Analysts at Keefe, Bruyette & Woods warn in a report that Bermudian insurance and reinsurance firms rush into specialty risks, in a search for premiums outside of the competitive catastrophe re/insurance market, will only speed up commoditisation.

The KBW analysts, led by Meyer Shields, highlight the “nearly uniform targeting of specialty business” by Bermuda re/insurers as they look to replace or diversify away from the now much reduced property catastrophe rates and warn that this will lead to intensifying price competition in specialty lines business.

KBW participates in the analysts conference calls for the Bermudian insurers and reinsurers and notes that during the recent Q2 calls almost every CEO communicated their strategies of targeting both growth and diversification through an increased focus on specialty insurance and reinsurance lines.

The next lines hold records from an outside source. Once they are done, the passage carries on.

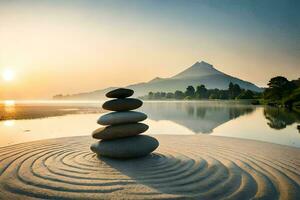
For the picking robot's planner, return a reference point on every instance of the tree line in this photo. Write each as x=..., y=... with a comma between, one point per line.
x=282, y=92
x=234, y=91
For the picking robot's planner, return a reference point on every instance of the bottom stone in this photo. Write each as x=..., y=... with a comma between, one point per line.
x=130, y=147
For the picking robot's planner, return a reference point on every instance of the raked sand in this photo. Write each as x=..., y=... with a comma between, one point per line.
x=183, y=167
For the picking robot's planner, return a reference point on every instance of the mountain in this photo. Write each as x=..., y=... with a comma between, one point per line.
x=199, y=73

As all the Bermuda re/insurers pile into specialty business together, diverting capacity to these lines, KBW believes that this will result in greater price competition in the near-term. That could make Bermuda re/insurers worst nightmare come true, that they move out of property catastrophe due to prices falling below their return on capital requirements only to find that the business they replace it with suffers the same fate.

KBW is not just concerned about the future profitability of this business, it actually feels that even business written in 2014 may prove to be less profitable than many underwriters think. In order to gain this specialty premium growth KBW says that underwriters must be doing something to win the business from existing carriers, likely relating to one of broker relationships, compensation, terms, conditions, coverage details etc.

This could be a dangerous strategy. As one market (property catastrophe) becomes unattractive, moving wholesale into another with a competitive nature to offer better terms and pricing to win business can only result in a downward spiral with regards to specialty rates.

If KBW is right this is a prime example of a race to the bottom being led by the incumbents, who’s competitive need to deploy premiums somewhere, could just end up cannibalising the profitability of the new sectors they are choosing to focus on.

KBW notes that it could be a year or two before we find out whether there has been a meaningful relaxation of terms and conditions on 2014 year specialty business. It could be even longer before we see any insurers or reinsurers backing out of the market as a result of it no longer meeting their return on capital requirements.

Another risk is that lower-cost ILS and collateralized reinsurance players keep a firm grip on many property catastrophe risks, while increasingly they too seek to move into specialty. That could exacerbate any competition and commoditisation in the specialty market, which could leave the insurers and reinsurers who have been looking to specialty risks as a safe haven with little in the way of places to hide.